Out[49]: 0.735240435097661

names = nltk.corpus.names  # 姓名词汇表
names.fileids()

Out[51]: ['female.txt', 'male.txt']

male_names = names.words('male.txt')
female_names = names.words('female.txt')
manAndWoman = [w for w in male_names if w in female_names]
print(manAndWoman)  # 查看男女通用的姓名有哪些

['Abbey', 'Abbie', 'Abby', 'Addie', 'Adrian', 'Adrien', 'Ajay', 'Alex', 'Alexis', 'Alfie', 'Ali', 'Alix', 'Allie', 'Allyn', 'Andie', 'Andrea', 'Andy', 'Angel', 'Angie', 'Ariel', 'Ashley', 'Aubrey', 'Augustine', 'Austin', 'Averil', 'Barrie', 'Barry', 'Beau', 'Bennie', 'Benny', 'Bernie', 'Bert', 'Bertie', 'Bill', 'Billie', 'Billy', 'Blair', 'Blake', 'Bo', 'Bobbie', 'Bobby', 'Brandy', 'Brett', 'Britt',...]

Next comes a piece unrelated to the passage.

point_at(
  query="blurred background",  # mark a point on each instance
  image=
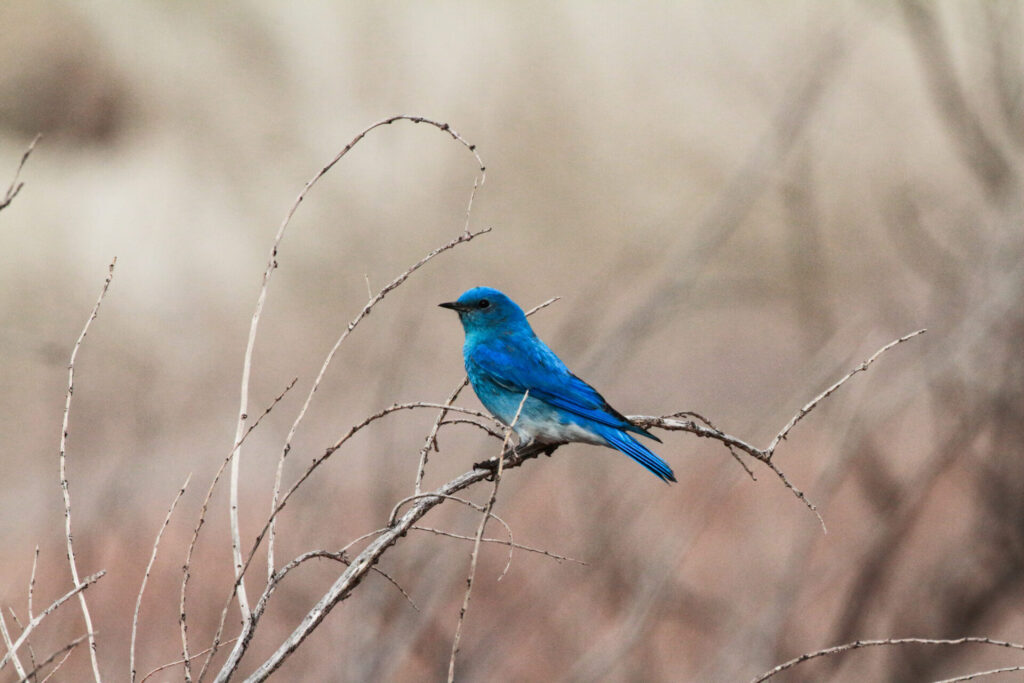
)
(737, 203)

cfd5 = nltk.ConditionalFreqDist(  # 获取名字的最后一个字母
    (fileid, name[-1])
    for fileid in names.fileids()
    for name in names.words(fileid))
cfd5.plot()

图像如下：

2、发音词典

entries = nltk.corpus.cmudict.entries()
len(entries)

Out[54]: 133737

for entry in entries[39943:39951]:  # 打印出一部分发音词典的内容
    print(entry)
    
('explorer', ['IH0', 'K', 'S', 'P', 'L', 'AO1', 'R', 'ER0'])
('explorers', ['IH0', 'K', 'S', 'P', 'L', 'AO1', 'R', 'ER0', 'Z'])
('explores', ['IH0', 'K', 'S', 'P', 'L', 'AO1', 'R', 'Z'])
('exploring', ['IH0', 'K', 'S', 'P', 'L', 'AO1', 'R', 'IH0', 'NG'])
('explosion', ['IH0', 'K', 'S', 'P', 'L', 'OW1', 'ZH', 'AH0', 'N'])
('explosions', ['IH0', 'K', 'S', 'P', 'L', 'OW1', 'ZH', 'AH0', 'N', 'Z'])

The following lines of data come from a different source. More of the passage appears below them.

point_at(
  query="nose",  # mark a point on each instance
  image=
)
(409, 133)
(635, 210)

for word, pron in entries:   # 找出三音素的词语，开头是p，结尾是t
    if len(pron) == 3: 
        ph1, ph2, ph3 = pron 
        if ph1 == 'P' and ph3 == 'T':
            print(word, ph2)
            
pait EY1
pat AE1
pate EY1
patt AE1
peart ER1
...

def stress(pron):  # 返回重音的情况
    return [char for phone in pron for char in phone if char.isdigit()]
print([w for w, pron in entries if stress(pron) == ['0', '1', '0', '2', '0']])  # 重音在第二个元素，次重音在第四个元素

['abbreviated', 'abbreviated', 'abbreviating', 'accelerated', 'accelerating', 'accelerator', 'accelerators', 'accentuated', 'accentuating', 'accommodated', 'accommodating', 'accommodative', 'accumulated', 'accumulating', 'accumulative', 'accumulator', 'accumulators', 'accusatory',...]

3、比较词典

from nltk.corpus import swadesh
swadesh.fileids()
Out[58]: 
['be',
 'bg',
 'bs',
 'ca',
 'cs',
 'cu',
 ...

fr2en = swadesh.entries(['fr', 'en'])  # 英语和法语同义词匹配
print(fr2en)

[('je', 'I'), ('tu, vous', 'you (singular), thou'), ('il', 'he'), ('nous', 'we'), ('vous', 'you (plural)'), ('ils, elles', 'they'), ('ceci', 'this'), ('cela', 'that'), ('ici', 'here'), ('là', 'there'), ('qui', 'who'), ('quoi', 'what'), ('où', 'where'), ('quand', 'when'), ('comment', 'how'), ...]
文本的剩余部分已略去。